Metadata-Version: 2.4
Name: coxdev
Version: 0.1.4
Summary: Library for computing Cox deviance
Author-email: Jonathan Taylor <jonathan.taylor@stanford.edu>, Trevor Hastie <hastie@stanford.edu>, Balasubramanian Narasimhan <naras@stanford.edu>
Maintainer-email: Jonathan Taylor <jonathan.taylor@stanford.edu>
License: BSD-3-Clause
Classifier: Development Status :: 3 - Alpha
Classifier: Environment :: Console
Classifier: Intended Audience :: Science/Research
Classifier: Operating System :: OS Independent
Classifier: Programming Language :: Python
Classifier: Topic :: Scientific/Engineering
Requires-Python: >=3.9
Description-Content-Type: text/markdown
Requires-Dist: numpy>=1.7.1
Requires-Dist: joblib
Requires-Dist: scipy

# coxdev

A high-performance Python library for computing Cox proportional hazards model deviance, gradients, and Hessian information matrices.
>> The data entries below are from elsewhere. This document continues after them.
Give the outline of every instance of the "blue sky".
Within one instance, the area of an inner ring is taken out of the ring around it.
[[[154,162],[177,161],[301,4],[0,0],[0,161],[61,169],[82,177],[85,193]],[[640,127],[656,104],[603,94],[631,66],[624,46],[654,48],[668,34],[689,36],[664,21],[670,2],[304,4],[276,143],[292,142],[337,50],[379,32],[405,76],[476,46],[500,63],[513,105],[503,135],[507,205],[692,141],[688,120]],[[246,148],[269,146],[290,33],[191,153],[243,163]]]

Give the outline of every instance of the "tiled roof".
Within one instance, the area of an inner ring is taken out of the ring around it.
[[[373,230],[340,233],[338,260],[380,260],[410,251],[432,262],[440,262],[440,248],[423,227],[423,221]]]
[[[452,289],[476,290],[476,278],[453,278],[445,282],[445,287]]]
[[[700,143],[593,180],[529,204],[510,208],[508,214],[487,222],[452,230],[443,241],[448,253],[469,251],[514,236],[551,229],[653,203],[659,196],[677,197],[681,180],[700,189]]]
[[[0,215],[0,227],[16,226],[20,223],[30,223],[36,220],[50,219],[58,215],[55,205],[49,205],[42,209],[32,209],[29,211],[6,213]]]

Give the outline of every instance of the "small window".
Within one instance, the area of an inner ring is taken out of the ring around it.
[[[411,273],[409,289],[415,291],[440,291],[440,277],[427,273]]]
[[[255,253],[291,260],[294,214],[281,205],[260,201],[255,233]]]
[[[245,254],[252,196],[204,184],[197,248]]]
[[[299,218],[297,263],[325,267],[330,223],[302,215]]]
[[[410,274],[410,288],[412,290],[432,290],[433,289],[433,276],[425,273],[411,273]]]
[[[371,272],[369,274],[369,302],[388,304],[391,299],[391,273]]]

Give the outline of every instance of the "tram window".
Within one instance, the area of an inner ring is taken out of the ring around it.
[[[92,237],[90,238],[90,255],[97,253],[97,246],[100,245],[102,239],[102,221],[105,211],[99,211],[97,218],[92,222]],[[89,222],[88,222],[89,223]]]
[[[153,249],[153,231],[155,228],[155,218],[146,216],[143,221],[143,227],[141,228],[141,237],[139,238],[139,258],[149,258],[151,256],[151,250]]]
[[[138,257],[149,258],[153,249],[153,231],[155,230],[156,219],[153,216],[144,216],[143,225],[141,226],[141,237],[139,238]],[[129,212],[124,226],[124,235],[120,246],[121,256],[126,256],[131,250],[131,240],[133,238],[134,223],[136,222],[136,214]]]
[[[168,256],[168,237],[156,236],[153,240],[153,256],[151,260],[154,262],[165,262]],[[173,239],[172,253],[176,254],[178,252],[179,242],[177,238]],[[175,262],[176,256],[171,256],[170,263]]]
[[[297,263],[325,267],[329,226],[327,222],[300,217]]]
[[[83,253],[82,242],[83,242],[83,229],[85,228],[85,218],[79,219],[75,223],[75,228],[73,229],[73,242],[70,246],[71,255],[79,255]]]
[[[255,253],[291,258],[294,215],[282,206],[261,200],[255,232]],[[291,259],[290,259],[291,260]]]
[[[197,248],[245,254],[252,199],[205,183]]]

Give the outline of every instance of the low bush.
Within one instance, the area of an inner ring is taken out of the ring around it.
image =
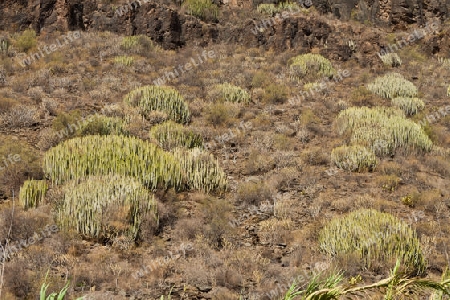
[[[331,162],[338,168],[352,171],[373,171],[377,165],[375,154],[363,146],[342,146],[331,151]]]
[[[419,239],[408,224],[374,209],[361,209],[331,220],[319,234],[320,249],[331,256],[356,255],[370,268],[399,258],[412,275],[425,272]]]
[[[100,176],[66,184],[57,219],[65,230],[89,238],[136,239],[149,213],[157,220],[154,196],[141,183],[131,177]]]
[[[24,209],[36,208],[44,202],[48,185],[45,180],[27,180],[20,188],[19,201]]]
[[[153,126],[150,137],[165,150],[177,147],[195,148],[203,145],[203,138],[199,134],[173,121]]]
[[[211,0],[184,0],[187,12],[202,20],[216,21],[219,16],[219,7]]]
[[[417,87],[399,73],[387,73],[369,83],[367,89],[383,98],[417,97]]]
[[[232,85],[230,83],[223,83],[216,85],[210,96],[216,100],[221,102],[234,102],[234,103],[243,103],[247,104],[250,102],[250,95],[246,90],[241,87]]]
[[[402,65],[402,60],[397,53],[386,53],[380,56],[381,61],[388,67],[399,67]]]
[[[26,29],[17,37],[14,44],[19,49],[19,51],[28,52],[29,50],[36,47],[36,31],[32,29]]]
[[[389,107],[350,107],[336,119],[338,132],[350,143],[371,149],[377,155],[429,152],[433,143],[423,128],[405,118],[403,111]]]
[[[419,98],[397,97],[392,99],[392,105],[403,110],[408,116],[415,115],[425,108],[425,103]]]
[[[290,60],[290,70],[294,78],[302,79],[307,75],[318,79],[319,77],[332,77],[336,74],[331,62],[320,54],[307,53],[296,56]]]
[[[137,88],[125,96],[125,103],[138,107],[141,114],[148,116],[152,111],[162,111],[178,123],[188,123],[190,112],[183,97],[171,87],[148,85]]]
Built with C++ and Eigen for optimal performance, this library provides efficient survival analysis computations with support for different tie-breaking methods.

## Features

- **High Performance**: C++ implementation with Eigen linear algebra library
- **Comprehensive Support**: Handles both Efron and Breslow tie-breaking methods
- **Left-Truncated Data**: Support for left-truncated survival data
- **Efficient Computations**: Optimized algorithms for deviance, gradient, and Hessian calculations
- **Memory Efficient**: Uses linear operators for large-scale computations
- **Cross-Platform**: Works on Linux, macOS, and Windows

## Installation

### Prerequisites

This package requires the Eigen C++ library headers. The Eigen library is included as a git submodule.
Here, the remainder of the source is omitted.